- In banking, the NPA crisis remains, but the focus has moved away to elections.
- Reliable electricity supply needs financial sustainability and stable pricing, and neither is available. Coal mine auctions haven’t resolved resource costs and availability, while financial gambits in the form of race-to-the-bottom bids to start projects and sell out early, instead of staying for profits from operations, aggravate problems in pricing and delivery for renewable energy as for conventional fuels. The financial incapacity of state electricity boards has created another set of problems, compounded by continued populism (unsustainable prices).
- In telecom there has been only one major reform for 5 GHz spectrum for WiFi, despite the new National Digital Communications Policy.

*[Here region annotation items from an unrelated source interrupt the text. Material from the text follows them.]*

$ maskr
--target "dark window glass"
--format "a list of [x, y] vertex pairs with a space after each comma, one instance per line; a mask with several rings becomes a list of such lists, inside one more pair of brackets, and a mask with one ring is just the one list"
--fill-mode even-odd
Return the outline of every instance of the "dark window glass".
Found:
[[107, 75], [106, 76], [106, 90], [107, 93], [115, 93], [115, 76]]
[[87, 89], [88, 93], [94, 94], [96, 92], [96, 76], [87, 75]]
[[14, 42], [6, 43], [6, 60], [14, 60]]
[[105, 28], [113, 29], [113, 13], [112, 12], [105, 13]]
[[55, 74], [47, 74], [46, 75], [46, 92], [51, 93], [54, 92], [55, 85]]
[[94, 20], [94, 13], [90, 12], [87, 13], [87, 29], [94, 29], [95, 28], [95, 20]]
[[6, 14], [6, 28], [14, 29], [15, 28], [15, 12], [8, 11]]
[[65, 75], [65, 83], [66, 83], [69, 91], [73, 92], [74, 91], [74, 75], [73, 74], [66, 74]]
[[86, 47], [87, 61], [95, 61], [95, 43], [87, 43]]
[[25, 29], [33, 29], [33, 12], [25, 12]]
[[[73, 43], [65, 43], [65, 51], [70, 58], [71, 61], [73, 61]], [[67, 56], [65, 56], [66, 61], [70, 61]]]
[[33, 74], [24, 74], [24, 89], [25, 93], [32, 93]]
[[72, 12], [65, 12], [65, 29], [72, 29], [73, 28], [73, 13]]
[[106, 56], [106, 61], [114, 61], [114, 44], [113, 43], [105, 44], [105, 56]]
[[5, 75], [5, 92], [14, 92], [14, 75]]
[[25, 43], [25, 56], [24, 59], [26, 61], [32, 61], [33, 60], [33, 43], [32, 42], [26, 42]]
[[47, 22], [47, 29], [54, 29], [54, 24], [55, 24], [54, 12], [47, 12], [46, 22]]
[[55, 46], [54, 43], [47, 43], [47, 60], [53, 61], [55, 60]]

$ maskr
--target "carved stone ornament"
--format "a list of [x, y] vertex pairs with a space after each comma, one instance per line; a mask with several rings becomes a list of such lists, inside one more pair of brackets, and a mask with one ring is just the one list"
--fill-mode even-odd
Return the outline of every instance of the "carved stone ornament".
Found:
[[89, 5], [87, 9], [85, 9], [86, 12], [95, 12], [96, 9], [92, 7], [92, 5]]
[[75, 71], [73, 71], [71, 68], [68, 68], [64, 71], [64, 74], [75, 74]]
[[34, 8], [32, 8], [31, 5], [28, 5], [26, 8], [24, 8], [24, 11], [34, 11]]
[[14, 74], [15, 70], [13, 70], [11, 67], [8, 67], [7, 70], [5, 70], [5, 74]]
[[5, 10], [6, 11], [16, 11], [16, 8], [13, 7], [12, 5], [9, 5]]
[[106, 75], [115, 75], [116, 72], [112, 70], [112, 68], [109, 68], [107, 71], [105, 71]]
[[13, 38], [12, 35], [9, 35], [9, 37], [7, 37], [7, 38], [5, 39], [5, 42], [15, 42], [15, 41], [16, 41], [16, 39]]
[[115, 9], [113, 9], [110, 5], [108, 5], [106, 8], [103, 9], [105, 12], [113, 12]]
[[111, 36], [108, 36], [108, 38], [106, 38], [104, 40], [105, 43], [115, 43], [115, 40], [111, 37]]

- One is a political system that encourages splintering and divergence. As large parties have established hierarchies, it’s easier to start anew to get and control funding for splinter parties around divergent special interest groups.
- Another is incomplete or dysfunctional design, whereas expenditure must produce surpluses. For example, a new metro service in one part of the National Capital Region does not connect with the Delhi Metro. What’s more, the interchange is separated by several kilometres, and is reportedly designed to end ultimately with a gap of 350 metres at street level. A ‘rapid transit’ system that slows you down? If this were designed by enemy action to tie up resources and make people unproductive, they could not have done better. Similar problems assail the design of communications systems that often don’t ‘connect the pipes’ all the way through, such as spectrum regulations that hinder communications, hastily applied GST regulations, or expressways with bottlenecks.

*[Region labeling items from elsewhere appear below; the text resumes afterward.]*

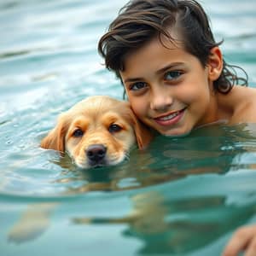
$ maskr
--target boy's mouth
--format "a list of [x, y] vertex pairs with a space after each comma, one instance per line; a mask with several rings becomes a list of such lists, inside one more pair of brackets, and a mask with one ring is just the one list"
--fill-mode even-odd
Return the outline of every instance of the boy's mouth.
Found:
[[184, 110], [186, 109], [186, 108], [176, 111], [176, 112], [172, 112], [169, 114], [166, 114], [163, 116], [160, 116], [157, 118], [154, 118], [154, 119], [161, 125], [174, 125], [177, 122], [179, 121], [179, 119], [183, 117], [183, 113], [184, 113]]

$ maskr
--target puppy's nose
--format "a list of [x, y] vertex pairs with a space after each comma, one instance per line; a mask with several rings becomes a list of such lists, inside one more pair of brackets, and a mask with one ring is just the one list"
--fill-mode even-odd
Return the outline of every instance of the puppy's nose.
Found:
[[85, 152], [88, 159], [96, 163], [104, 159], [107, 148], [102, 144], [94, 144], [89, 146]]

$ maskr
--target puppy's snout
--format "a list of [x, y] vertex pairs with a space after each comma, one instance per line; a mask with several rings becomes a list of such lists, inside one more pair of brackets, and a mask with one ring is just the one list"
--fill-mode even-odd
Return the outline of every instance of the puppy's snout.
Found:
[[90, 161], [96, 163], [104, 159], [107, 148], [102, 144], [94, 144], [89, 146], [85, 153]]

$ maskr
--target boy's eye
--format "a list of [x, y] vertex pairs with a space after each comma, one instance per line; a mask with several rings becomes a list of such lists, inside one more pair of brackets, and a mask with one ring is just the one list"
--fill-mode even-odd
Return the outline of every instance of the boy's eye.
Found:
[[177, 79], [183, 73], [180, 71], [169, 71], [165, 74], [165, 79], [175, 80]]
[[122, 127], [116, 124], [112, 124], [108, 127], [108, 131], [110, 133], [118, 132], [122, 130]]
[[74, 132], [73, 133], [73, 136], [75, 137], [79, 137], [84, 135], [84, 131], [81, 129], [76, 129]]
[[147, 87], [146, 83], [144, 83], [144, 82], [137, 82], [137, 83], [132, 84], [130, 86], [130, 90], [142, 90], [145, 87]]

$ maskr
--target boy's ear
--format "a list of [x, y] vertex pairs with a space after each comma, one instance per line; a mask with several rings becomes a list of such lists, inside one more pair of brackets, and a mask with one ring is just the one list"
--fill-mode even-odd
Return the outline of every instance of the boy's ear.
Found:
[[223, 70], [223, 56], [220, 49], [218, 46], [212, 48], [208, 58], [208, 79], [211, 81], [217, 80]]
[[64, 115], [61, 115], [56, 126], [42, 140], [41, 147], [46, 149], [65, 151], [65, 136], [68, 126]]

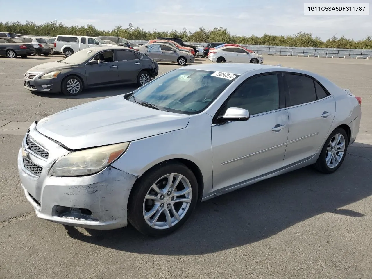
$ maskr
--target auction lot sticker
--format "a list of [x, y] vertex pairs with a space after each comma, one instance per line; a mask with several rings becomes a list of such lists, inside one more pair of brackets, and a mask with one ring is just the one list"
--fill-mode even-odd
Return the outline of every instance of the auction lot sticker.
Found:
[[222, 77], [222, 78], [226, 78], [230, 80], [233, 80], [236, 77], [236, 76], [234, 74], [230, 74], [229, 73], [224, 73], [223, 72], [215, 72], [211, 75], [211, 76], [212, 77]]

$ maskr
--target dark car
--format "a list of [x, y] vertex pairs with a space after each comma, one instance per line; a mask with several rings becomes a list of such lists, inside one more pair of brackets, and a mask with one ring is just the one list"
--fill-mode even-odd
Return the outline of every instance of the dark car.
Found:
[[140, 45], [138, 44], [135, 44], [132, 42], [131, 42], [129, 40], [122, 38], [120, 37], [115, 37], [114, 36], [100, 36], [97, 37], [102, 40], [108, 40], [113, 42], [116, 44], [117, 44], [119, 45], [123, 46], [126, 46], [129, 48], [133, 48], [136, 46], [139, 46]]
[[217, 46], [225, 44], [226, 44], [226, 43], [209, 43], [205, 46], [203, 49], [203, 55], [204, 56], [208, 56], [210, 48], [215, 48]]
[[50, 54], [49, 43], [44, 38], [40, 36], [23, 36], [17, 37], [16, 39], [20, 40], [25, 43], [32, 43], [35, 49], [35, 56], [39, 56], [42, 54], [46, 56]]
[[23, 82], [31, 91], [71, 96], [89, 87], [136, 83], [142, 86], [158, 71], [157, 63], [138, 51], [121, 46], [93, 46], [31, 68]]
[[[22, 35], [21, 35], [22, 36]], [[8, 38], [15, 38], [18, 37], [16, 34], [9, 32], [0, 32], [0, 37], [6, 37]]]
[[25, 58], [33, 54], [35, 51], [32, 44], [25, 44], [16, 39], [0, 37], [0, 55], [6, 55], [9, 58], [19, 55]]
[[199, 51], [196, 48], [196, 46], [194, 45], [191, 45], [188, 44], [185, 44], [183, 42], [183, 41], [182, 41], [181, 38], [171, 38], [169, 37], [157, 37], [156, 38], [156, 39], [157, 40], [169, 40], [170, 41], [174, 41], [177, 44], [179, 44], [181, 45], [182, 46], [188, 46], [189, 48], [192, 48], [194, 49], [194, 51], [195, 51], [195, 55], [196, 55], [197, 52], [199, 52]]

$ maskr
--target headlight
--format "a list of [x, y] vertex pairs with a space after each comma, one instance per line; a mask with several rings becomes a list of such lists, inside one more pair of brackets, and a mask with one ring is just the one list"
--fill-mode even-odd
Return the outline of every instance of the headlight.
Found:
[[57, 77], [58, 74], [61, 73], [61, 71], [57, 71], [56, 72], [52, 72], [45, 74], [40, 77], [41, 79], [48, 79], [49, 78], [54, 78]]
[[99, 172], [119, 158], [129, 142], [76, 151], [57, 160], [50, 171], [55, 176], [75, 176]]

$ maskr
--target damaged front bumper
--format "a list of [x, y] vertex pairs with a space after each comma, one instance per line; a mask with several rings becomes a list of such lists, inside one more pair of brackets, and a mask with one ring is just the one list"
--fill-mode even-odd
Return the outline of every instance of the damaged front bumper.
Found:
[[126, 226], [128, 199], [137, 177], [111, 166], [85, 176], [50, 176], [56, 160], [69, 152], [39, 133], [35, 123], [25, 137], [18, 169], [25, 195], [38, 217], [97, 230]]

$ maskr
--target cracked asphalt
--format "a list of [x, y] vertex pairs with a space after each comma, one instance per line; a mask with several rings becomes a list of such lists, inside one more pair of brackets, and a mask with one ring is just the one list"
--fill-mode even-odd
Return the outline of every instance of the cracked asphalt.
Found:
[[[332, 174], [305, 168], [201, 203], [182, 229], [153, 239], [131, 226], [67, 230], [37, 218], [25, 198], [16, 161], [24, 125], [133, 89], [70, 98], [23, 89], [27, 70], [60, 57], [0, 57], [0, 128], [10, 127], [0, 134], [0, 279], [372, 278], [372, 60], [265, 57], [362, 97], [359, 135], [343, 164]], [[160, 74], [177, 67], [161, 64]]]

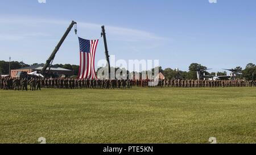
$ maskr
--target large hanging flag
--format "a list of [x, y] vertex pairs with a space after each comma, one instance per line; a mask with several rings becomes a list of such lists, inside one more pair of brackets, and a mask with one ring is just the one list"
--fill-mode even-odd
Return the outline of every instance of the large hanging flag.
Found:
[[98, 40], [79, 37], [80, 47], [80, 65], [78, 78], [97, 79], [94, 68], [95, 53]]

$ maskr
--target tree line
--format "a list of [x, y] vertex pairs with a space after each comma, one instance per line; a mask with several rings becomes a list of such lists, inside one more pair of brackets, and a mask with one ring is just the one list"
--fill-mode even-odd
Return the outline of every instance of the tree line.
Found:
[[[30, 66], [34, 66], [38, 65], [39, 64], [35, 63], [31, 65], [28, 65], [24, 63], [23, 62], [18, 61], [11, 61], [11, 69], [18, 69], [22, 68], [28, 67]], [[79, 66], [76, 65], [71, 65], [69, 64], [55, 64], [52, 65], [53, 67], [62, 68], [67, 69], [69, 69], [74, 72], [74, 76], [78, 74], [79, 72]], [[177, 69], [171, 69], [170, 68], [163, 69], [161, 66], [158, 67], [159, 72], [163, 73], [166, 78], [171, 79], [173, 78], [179, 78], [184, 79], [197, 79], [196, 72], [195, 70], [198, 69], [207, 69], [207, 66], [203, 66], [200, 64], [192, 63], [188, 67], [188, 72], [179, 70]], [[98, 70], [100, 68], [98, 68]], [[115, 70], [117, 70], [119, 68], [115, 68]], [[154, 69], [152, 69], [150, 71], [152, 73], [154, 73]], [[239, 70], [241, 74], [237, 74], [237, 78], [240, 79], [246, 79], [247, 80], [255, 80], [256, 79], [256, 65], [253, 63], [248, 64], [244, 69], [241, 66], [237, 66], [234, 69]], [[127, 74], [131, 74], [133, 72], [130, 72], [129, 70], [126, 70]], [[208, 70], [209, 71], [209, 70]], [[9, 74], [9, 62], [5, 61], [0, 61], [0, 74]], [[206, 76], [215, 76], [215, 72], [204, 72]], [[223, 72], [217, 72], [218, 76], [226, 76], [227, 72], [224, 71]]]

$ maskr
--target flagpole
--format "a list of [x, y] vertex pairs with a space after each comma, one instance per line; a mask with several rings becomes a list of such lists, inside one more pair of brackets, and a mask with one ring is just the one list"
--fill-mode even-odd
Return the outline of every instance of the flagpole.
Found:
[[9, 76], [11, 77], [11, 57], [9, 57]]

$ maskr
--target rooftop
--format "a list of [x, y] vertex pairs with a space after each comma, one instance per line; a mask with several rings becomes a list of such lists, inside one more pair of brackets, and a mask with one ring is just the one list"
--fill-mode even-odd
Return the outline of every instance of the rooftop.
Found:
[[[23, 70], [23, 69], [33, 69], [33, 70], [41, 70], [43, 69], [43, 67], [44, 66], [44, 64], [38, 64], [36, 65], [25, 67], [19, 69], [19, 70]], [[46, 70], [49, 70], [49, 68], [47, 68]], [[51, 67], [50, 70], [58, 70], [58, 71], [72, 71], [69, 69], [67, 69], [62, 68], [55, 68], [53, 66]]]

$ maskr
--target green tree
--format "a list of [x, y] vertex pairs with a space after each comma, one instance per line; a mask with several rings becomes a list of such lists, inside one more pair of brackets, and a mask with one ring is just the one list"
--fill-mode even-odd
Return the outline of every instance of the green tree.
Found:
[[243, 77], [247, 80], [254, 80], [255, 75], [256, 66], [252, 63], [248, 64], [243, 71]]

- A third is behavioural acts of omission or commission that increase costs and reduce surpluses. Ignoring laws, rules and regulations, whether it’s driving down the wrong side, lane indiscipline, jumping traffic lights, breaking queues, littering, polluting, and such other lapses, including government agencies not paying bills.
- Yet another is accepting mediocrity, ignoring standards and protocols required for quality outcomes, products or services.